I had always been a little dubious about the Democrats and indeed about the whole two-party system, and my experience in the '80s and early '90s made me even more skeptical. So I decided to go outside the old party and try to help establish a new party. In fact, I found an opportunity to do just that in 1993, with an organization called (yes) the New Party. Unfortunately, this group--which later on changed its name in New York to the Working Families Party--almost never ran its own candidates but instead simply "cross-endorsed" Democrats. Disenchanted, I moved on.
From 1994 to 1999, I devoted many nights and weekends to the Labor Party, which I hoped would grow into the fighting, independent party I'd been looking for. But sadly, the LP never ran a single candidate for public office. (Well, except for a state legislature candidate in South Carolina who dropped out of the race halfway through. I heard that he quit because the incumbent had also dropped out, to be replaced by a better Democrat--as if influencing the Democrats, not fighting for Labor directly, were the real purpose of his candidacy.)
In 2000, I joined the Green Party to volunteer for Ralph Nader's presidential campaign. When about 2.8 million Americans voted for Nader, Democrats denounced him with a ferocity seldom seen in American politics. In the summer of 2003, the leadership of the Green Party itself turned on Nader and his Green supporters, urging party members to consider staying out of the 2004 presidential election altogether or dropping out late in the campaign in order to throw support to the Democrats.

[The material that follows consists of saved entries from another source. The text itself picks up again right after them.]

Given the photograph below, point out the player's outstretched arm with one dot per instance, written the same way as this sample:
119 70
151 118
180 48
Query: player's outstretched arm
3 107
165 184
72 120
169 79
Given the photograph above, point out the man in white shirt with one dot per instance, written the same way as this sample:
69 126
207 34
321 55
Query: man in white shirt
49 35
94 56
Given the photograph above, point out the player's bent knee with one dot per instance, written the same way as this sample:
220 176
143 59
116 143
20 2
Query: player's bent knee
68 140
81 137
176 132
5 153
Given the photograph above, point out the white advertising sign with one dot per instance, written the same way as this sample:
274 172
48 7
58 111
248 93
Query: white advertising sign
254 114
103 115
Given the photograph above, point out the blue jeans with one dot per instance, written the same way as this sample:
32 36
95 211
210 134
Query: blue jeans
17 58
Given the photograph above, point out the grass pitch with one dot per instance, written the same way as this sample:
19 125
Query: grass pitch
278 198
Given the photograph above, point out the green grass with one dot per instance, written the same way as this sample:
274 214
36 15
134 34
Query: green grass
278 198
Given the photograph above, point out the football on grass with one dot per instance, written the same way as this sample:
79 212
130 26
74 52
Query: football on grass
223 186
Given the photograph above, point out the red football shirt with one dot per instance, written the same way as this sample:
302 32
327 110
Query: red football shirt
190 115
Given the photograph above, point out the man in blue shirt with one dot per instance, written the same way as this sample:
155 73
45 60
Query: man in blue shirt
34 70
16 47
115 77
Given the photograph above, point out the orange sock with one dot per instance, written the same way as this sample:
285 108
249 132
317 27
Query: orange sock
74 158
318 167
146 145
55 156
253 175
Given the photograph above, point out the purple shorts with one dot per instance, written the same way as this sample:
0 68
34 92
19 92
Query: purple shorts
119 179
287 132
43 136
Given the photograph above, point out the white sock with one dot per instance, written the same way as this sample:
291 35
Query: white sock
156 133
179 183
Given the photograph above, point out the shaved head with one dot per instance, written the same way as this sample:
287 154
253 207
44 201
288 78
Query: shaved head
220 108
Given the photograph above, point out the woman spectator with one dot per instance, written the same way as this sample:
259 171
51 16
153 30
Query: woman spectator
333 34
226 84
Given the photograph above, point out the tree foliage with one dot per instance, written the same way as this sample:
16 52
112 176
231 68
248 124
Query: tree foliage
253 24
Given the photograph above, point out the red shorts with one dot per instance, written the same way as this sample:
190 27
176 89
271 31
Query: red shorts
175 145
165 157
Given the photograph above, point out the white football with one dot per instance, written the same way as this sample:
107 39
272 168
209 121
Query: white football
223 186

This was a very different process than the one used in 2000, when Nader and three other candidates competed for the nomination and Green volunteers did a tremendous amount of work gathering signatures and eventually winning a spot on the ballot in 43 states. In 2003, by contrast, the Green Party steering committee gave precious little reassurance to those of us Greens who wanted to run an aggressive national campaign in 2004. The committee casually stated that the decision regarding how--or if!--the party would run a candidate for president would be made at the Milwaukee convention in June 2004--at which point any Green presidential campaign might be left high and dry and abandoned by its own party. (For the full text of Nader's letter, see 04.org/nader/nader122203ltr.html) In December 2003, Nader wisely withdrew from seeking the Green Party nomination for president, arguing (correctly) that the steering committee was making it impossible for any serious candidate to pursue the nomination under such conditions. (Possibly trying to give the Green leadership the benefit of a doubt, Nader called their actions in 2003 "a confused retreat." To me, it always looked like a very orderly retreat.)
Some years later, I was not exactly shocked to learn that the Democratic National Committee had tried to undermine the candidacy of progressive Bernie Sanders and to promote their preferred candidate for president. Sanders, who had done so much to energize millions of voters in the 2016 primaries, threw it all away by enthusiastically endorsing a candidate who had voted in the U.S. Senate to invade Iraq in 2002 and who gave secret, closed-door speeches to the same big bankers who had swindled the taxpayers out of hundreds of billions of dollars in 2008. Picture that: The democratic socialist who wanted to lead a "revolution" against "the billionaire class" actually urged his supporters to vote for the darling of Wall Street, Hillary Clinton.